Le même argument a été repris par plusieurs élus, lors des discussions, en particulier par des députés néerlandophones.
”En commission, il y a eu des arguments pour et des arguments contre. Ceux qui étaient contre ont trouvé que le timing posait question. Et que le procureur aurait déjà dû avoir le temps de convoquer depuis longtemps M. Mampaka devant un tribunal. Plusieurs députés ont aussi souligné le fait que le dossier n’était pas complet”, nous indique un élu. “Les pour estimaient au contraire qu’il ne fallait pas forcément avoir le dossier complet pour trancher, car les députés ne doivent pas juger du fond de l’affaire, pour lever l’immunité.”
Le Parlement bruxellois compte bon nombre de juristes qui ont vu d’un mauvais œil la manœuvre des autorités judiciaires à l’encontre de l’un des leurs.
Certains, parmi eux, ont aussi refusé de devoir se prononcer sans avoir accès au dossier judiciaire.
”Un dossier sans pièces”
”Aujourd’hui, on doit se prononcer sur une demande de levée d’immunité parlementaire. Un dossier sans pièces. J’ai demandé au parquet de consulter le dossier complet. Sans succès. Autant supprimer l’immunité parlementaire et arrêter de nous faire perdre notre temps”, a dénoncé Emmanuel De Bock, chef de groupe Défi, sur X. Dans ces conditions, le député amarante a voté contre la levée d’immunité.

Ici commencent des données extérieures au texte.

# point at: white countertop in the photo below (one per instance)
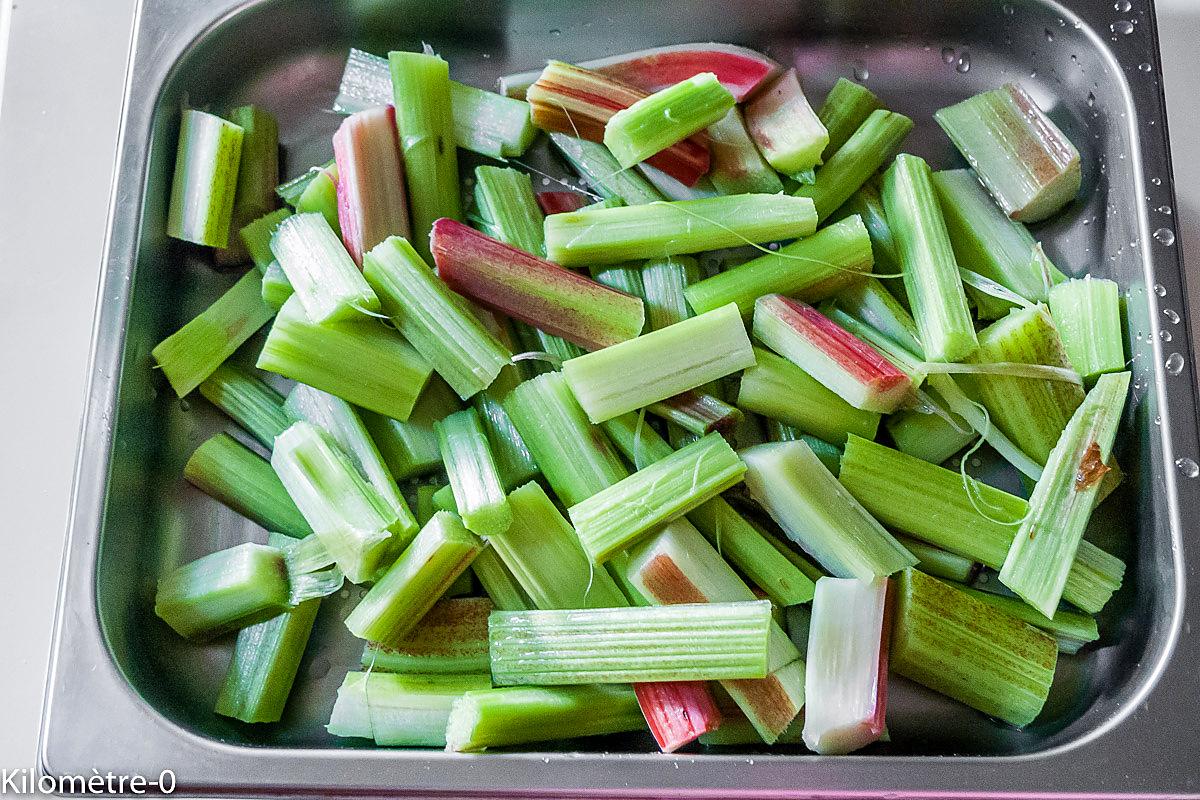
(58, 127)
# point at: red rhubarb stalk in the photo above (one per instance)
(678, 713)
(371, 198)
(739, 70)
(534, 290)
(562, 202)
(570, 100)
(841, 361)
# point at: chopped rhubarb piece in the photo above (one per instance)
(371, 199)
(573, 100)
(562, 202)
(785, 127)
(843, 362)
(739, 70)
(525, 287)
(847, 665)
(678, 711)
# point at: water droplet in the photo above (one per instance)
(319, 668)
(1164, 236)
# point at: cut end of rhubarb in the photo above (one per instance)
(841, 361)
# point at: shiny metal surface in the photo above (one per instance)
(127, 696)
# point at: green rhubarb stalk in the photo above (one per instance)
(498, 582)
(342, 422)
(319, 196)
(265, 660)
(411, 447)
(780, 390)
(258, 173)
(659, 365)
(1087, 313)
(664, 283)
(1030, 411)
(599, 168)
(1025, 161)
(478, 492)
(665, 118)
(256, 236)
(291, 190)
(819, 513)
(929, 435)
(617, 516)
(678, 566)
(598, 236)
(544, 554)
(1045, 545)
(395, 605)
(223, 591)
(737, 167)
(360, 361)
(193, 353)
(930, 271)
(205, 179)
(990, 244)
(1071, 630)
(873, 145)
(433, 319)
(424, 119)
(249, 402)
(966, 649)
(972, 519)
(451, 639)
(939, 563)
(521, 715)
(845, 108)
(813, 269)
(623, 645)
(400, 710)
(235, 475)
(276, 287)
(323, 275)
(359, 528)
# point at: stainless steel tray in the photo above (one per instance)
(127, 696)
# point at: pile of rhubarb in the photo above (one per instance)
(683, 446)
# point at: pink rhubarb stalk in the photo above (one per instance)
(678, 713)
(839, 360)
(371, 199)
(739, 70)
(562, 202)
(846, 681)
(534, 290)
(570, 100)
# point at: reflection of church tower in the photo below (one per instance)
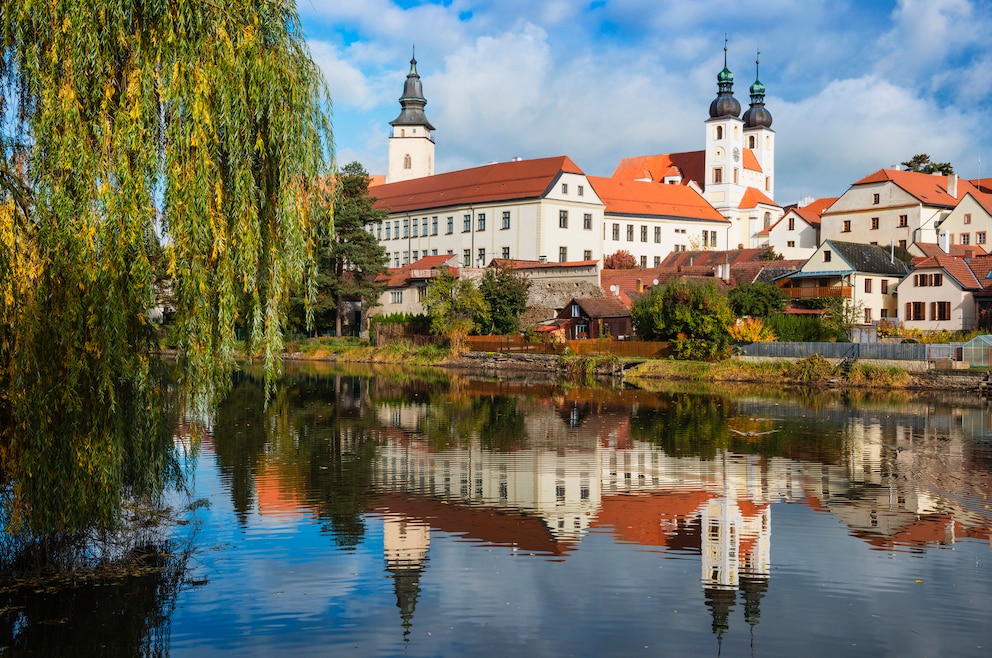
(405, 544)
(411, 145)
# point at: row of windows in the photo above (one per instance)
(709, 237)
(938, 310)
(875, 221)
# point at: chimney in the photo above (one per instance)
(943, 241)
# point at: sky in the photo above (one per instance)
(852, 85)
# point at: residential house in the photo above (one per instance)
(650, 221)
(946, 292)
(969, 225)
(539, 210)
(893, 207)
(595, 317)
(864, 276)
(797, 234)
(405, 286)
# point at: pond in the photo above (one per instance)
(384, 512)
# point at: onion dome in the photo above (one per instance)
(725, 104)
(412, 101)
(757, 115)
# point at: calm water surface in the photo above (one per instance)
(385, 513)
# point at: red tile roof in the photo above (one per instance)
(632, 197)
(504, 181)
(929, 189)
(753, 196)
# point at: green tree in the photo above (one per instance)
(203, 123)
(694, 317)
(621, 260)
(921, 163)
(455, 307)
(350, 258)
(505, 294)
(757, 299)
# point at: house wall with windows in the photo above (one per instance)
(476, 216)
(970, 223)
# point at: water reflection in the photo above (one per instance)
(541, 469)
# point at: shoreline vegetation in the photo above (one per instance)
(813, 371)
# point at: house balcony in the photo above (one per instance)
(813, 292)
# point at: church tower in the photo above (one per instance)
(411, 144)
(723, 186)
(758, 134)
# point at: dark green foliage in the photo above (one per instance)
(693, 317)
(921, 163)
(756, 299)
(505, 293)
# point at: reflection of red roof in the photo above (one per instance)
(500, 527)
(638, 518)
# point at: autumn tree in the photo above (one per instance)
(921, 163)
(204, 125)
(621, 260)
(693, 317)
(505, 294)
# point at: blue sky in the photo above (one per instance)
(852, 86)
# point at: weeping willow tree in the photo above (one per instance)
(124, 124)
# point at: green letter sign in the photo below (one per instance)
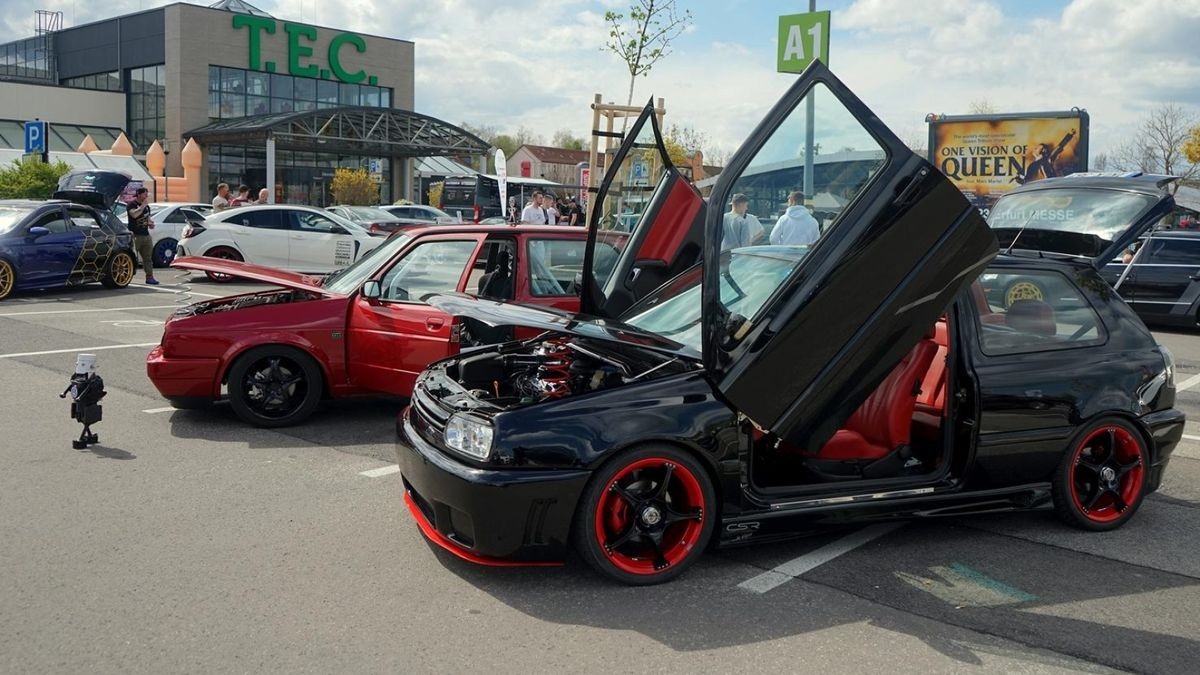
(300, 40)
(802, 40)
(256, 24)
(335, 60)
(295, 31)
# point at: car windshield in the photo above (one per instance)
(11, 215)
(749, 276)
(1077, 221)
(367, 214)
(348, 280)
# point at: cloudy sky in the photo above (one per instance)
(538, 63)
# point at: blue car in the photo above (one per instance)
(69, 240)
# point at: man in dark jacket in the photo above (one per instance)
(141, 225)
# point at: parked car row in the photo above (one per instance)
(641, 395)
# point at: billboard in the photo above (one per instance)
(985, 156)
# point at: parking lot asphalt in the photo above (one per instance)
(187, 541)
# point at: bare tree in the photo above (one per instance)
(1158, 147)
(982, 107)
(643, 37)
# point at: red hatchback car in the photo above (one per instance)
(360, 330)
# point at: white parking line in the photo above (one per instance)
(382, 471)
(81, 350)
(811, 560)
(168, 290)
(94, 310)
(1188, 383)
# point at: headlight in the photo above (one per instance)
(469, 436)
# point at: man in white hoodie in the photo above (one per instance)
(797, 225)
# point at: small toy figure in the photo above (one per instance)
(87, 389)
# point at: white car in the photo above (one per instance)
(283, 237)
(420, 214)
(169, 219)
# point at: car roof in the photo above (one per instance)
(1145, 183)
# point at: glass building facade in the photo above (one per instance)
(147, 106)
(301, 177)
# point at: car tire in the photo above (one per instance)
(165, 252)
(226, 254)
(1023, 288)
(119, 270)
(1102, 478)
(275, 386)
(7, 279)
(676, 508)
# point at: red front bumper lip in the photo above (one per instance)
(448, 544)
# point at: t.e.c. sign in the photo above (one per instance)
(802, 40)
(300, 40)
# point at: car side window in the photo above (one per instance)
(1174, 251)
(82, 217)
(433, 267)
(54, 222)
(305, 221)
(1023, 311)
(267, 219)
(555, 263)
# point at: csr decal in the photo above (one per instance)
(300, 41)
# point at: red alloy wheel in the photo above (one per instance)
(651, 515)
(1107, 473)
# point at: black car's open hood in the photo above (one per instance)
(546, 318)
(94, 187)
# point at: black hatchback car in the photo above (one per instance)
(864, 372)
(1155, 269)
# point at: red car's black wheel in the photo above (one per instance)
(1103, 477)
(647, 515)
(275, 386)
(225, 254)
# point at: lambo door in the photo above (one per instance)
(393, 338)
(647, 225)
(881, 246)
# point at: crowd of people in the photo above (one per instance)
(795, 227)
(546, 209)
(222, 201)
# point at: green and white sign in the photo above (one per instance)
(802, 40)
(301, 61)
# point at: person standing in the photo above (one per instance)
(243, 197)
(742, 228)
(221, 202)
(141, 223)
(537, 211)
(797, 225)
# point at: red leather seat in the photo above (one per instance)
(883, 422)
(1032, 316)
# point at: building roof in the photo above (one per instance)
(556, 155)
(240, 7)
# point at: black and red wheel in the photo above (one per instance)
(225, 254)
(646, 515)
(1102, 479)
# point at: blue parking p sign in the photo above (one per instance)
(35, 137)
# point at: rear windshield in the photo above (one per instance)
(11, 215)
(1077, 221)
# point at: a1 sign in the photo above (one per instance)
(35, 137)
(802, 40)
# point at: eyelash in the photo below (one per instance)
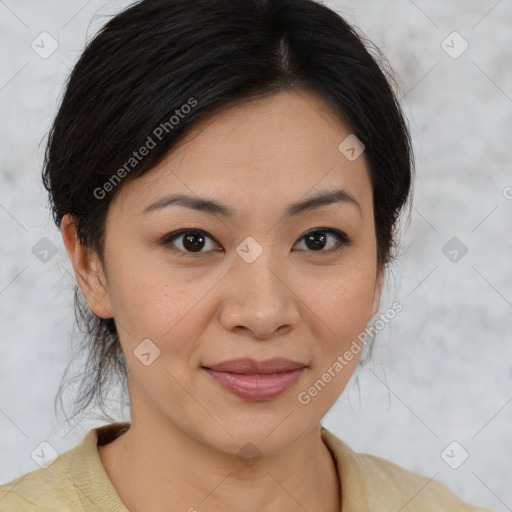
(342, 238)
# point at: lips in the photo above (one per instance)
(256, 380)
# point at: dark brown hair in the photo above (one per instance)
(150, 60)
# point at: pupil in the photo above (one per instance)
(313, 238)
(189, 244)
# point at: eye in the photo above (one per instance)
(317, 239)
(190, 242)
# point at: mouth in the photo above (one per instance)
(256, 380)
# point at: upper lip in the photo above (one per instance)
(249, 366)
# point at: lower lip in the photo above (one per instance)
(257, 387)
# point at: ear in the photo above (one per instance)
(379, 282)
(88, 270)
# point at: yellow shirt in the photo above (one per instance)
(77, 482)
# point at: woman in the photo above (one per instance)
(227, 176)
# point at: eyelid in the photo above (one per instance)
(342, 238)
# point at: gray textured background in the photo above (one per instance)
(442, 369)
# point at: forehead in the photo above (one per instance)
(270, 150)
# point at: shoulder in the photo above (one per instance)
(384, 486)
(42, 490)
(73, 481)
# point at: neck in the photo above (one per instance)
(157, 466)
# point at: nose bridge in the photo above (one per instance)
(258, 270)
(258, 298)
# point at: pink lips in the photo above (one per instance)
(256, 380)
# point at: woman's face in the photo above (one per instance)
(251, 284)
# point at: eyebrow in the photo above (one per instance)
(217, 208)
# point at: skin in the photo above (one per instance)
(293, 301)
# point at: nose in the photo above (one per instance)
(259, 300)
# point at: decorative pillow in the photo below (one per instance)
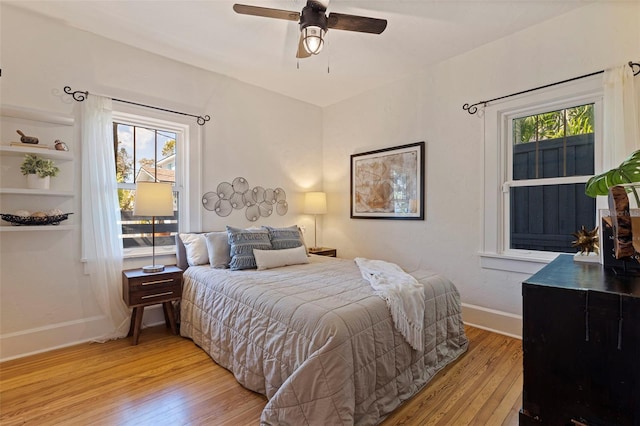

Pour rappel, plusieurs collaborateurs de Joëlle Milquet, pour laquelle une levée d’immunité a également été demandée, sont dans le collimateur des enquêteurs dans le cadre du dossier sur les collaborateurs litigieux engagés au cabinet par celle qui était alors ministre de l’Intérieur, avant les élections 2014.